Workaround: Power cycle VMs that are not actively running I/O operations.
Cannot place a witness host in Maintenance Mode
When you attempt to place a witness host in Maintenance Mode, the host remains in the current state and you see the following notification: A specified parameter was not correct.
Workaround: When placing a witness host in Maintenance Mode, choose the No data migration option.
Moving the witness host into and then out of a stretched cluster leaves the cluster in a misconfigured state
If you place the witness host in a vSAN-enabled vCenter cluster, an alarm notifies you that the witness host cannot reside in the cluster. But if you move the witness host out of the cluster, the cluster remains in a misconfigured state.
Workaround: Move the witness host out of the vSAN stretched cluster, and reconfigure the stretched cluster. For more information, see Knowledge Base article 2130587.
When a network partition occurs in a cluster which has an HA heartbeat datastore, VMs are not restarted on the other data site
When the preferred or secondary site in a vSAN cluster loses its network connection to the other sites, VMs running on the site that loses network connectivity are not restarted on the other data site, and the following error might appear: vSphere HA virtual machine HA failover failed.

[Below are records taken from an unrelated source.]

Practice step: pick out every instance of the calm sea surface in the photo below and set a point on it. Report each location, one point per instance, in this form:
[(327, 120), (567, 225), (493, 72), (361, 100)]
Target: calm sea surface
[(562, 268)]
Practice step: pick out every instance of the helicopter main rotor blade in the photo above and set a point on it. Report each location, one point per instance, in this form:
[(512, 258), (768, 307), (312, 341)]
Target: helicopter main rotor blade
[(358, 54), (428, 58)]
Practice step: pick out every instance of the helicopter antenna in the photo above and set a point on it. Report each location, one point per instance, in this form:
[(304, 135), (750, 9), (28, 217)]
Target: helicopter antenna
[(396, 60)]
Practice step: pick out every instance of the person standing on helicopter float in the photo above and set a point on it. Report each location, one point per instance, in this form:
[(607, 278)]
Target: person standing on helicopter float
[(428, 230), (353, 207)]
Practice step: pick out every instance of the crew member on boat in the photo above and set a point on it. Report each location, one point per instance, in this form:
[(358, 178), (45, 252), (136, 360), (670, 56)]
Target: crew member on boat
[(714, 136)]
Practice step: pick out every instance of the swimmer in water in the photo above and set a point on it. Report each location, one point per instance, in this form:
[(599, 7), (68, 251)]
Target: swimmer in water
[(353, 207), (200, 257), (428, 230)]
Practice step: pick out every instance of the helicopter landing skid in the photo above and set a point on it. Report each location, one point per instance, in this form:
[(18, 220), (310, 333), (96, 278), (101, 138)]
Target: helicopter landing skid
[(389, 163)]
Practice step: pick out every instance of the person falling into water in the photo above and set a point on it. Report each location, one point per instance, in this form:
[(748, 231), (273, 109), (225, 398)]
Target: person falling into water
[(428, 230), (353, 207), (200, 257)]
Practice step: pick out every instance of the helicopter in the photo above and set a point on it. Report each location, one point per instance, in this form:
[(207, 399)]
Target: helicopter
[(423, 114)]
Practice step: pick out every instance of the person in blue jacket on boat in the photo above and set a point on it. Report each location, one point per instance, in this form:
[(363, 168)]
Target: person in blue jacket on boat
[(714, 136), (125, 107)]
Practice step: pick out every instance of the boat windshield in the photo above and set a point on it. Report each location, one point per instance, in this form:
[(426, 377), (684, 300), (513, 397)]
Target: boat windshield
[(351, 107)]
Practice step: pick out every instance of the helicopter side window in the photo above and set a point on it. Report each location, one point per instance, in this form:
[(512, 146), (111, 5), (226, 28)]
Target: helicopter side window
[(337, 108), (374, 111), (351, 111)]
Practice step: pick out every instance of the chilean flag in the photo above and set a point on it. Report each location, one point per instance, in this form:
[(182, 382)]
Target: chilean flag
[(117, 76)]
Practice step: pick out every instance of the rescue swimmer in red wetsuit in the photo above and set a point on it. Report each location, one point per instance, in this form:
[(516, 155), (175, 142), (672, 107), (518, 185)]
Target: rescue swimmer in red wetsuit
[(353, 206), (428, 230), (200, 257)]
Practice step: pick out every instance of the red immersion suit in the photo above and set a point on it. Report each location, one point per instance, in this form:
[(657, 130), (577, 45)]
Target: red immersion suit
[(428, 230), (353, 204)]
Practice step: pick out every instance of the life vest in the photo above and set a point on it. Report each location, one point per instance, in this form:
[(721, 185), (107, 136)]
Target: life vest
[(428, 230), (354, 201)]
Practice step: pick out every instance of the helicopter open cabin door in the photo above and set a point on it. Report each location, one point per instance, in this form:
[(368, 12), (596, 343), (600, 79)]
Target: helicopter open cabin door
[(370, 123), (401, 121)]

This is expected behavior for vSAN clusters.
Workaround: Do not select HA heartbeat datastore while configuring vSphere HA on the cluster.
- Unmounted vSAN disks and disk groups displayed as mounted in the vSphere Web Client Operational Status field
After the vSAN disks or disk groups are unmounted by either running the esxcli vsan storage disk group unmount command or by the vSAN Device Monitor service when disks show persistently high latencies, the vSphere Web Client incorrectly displays the Operational Status field as mounted.
Workaround: Use the Health field to verify disk status, instead of the Operational Status field.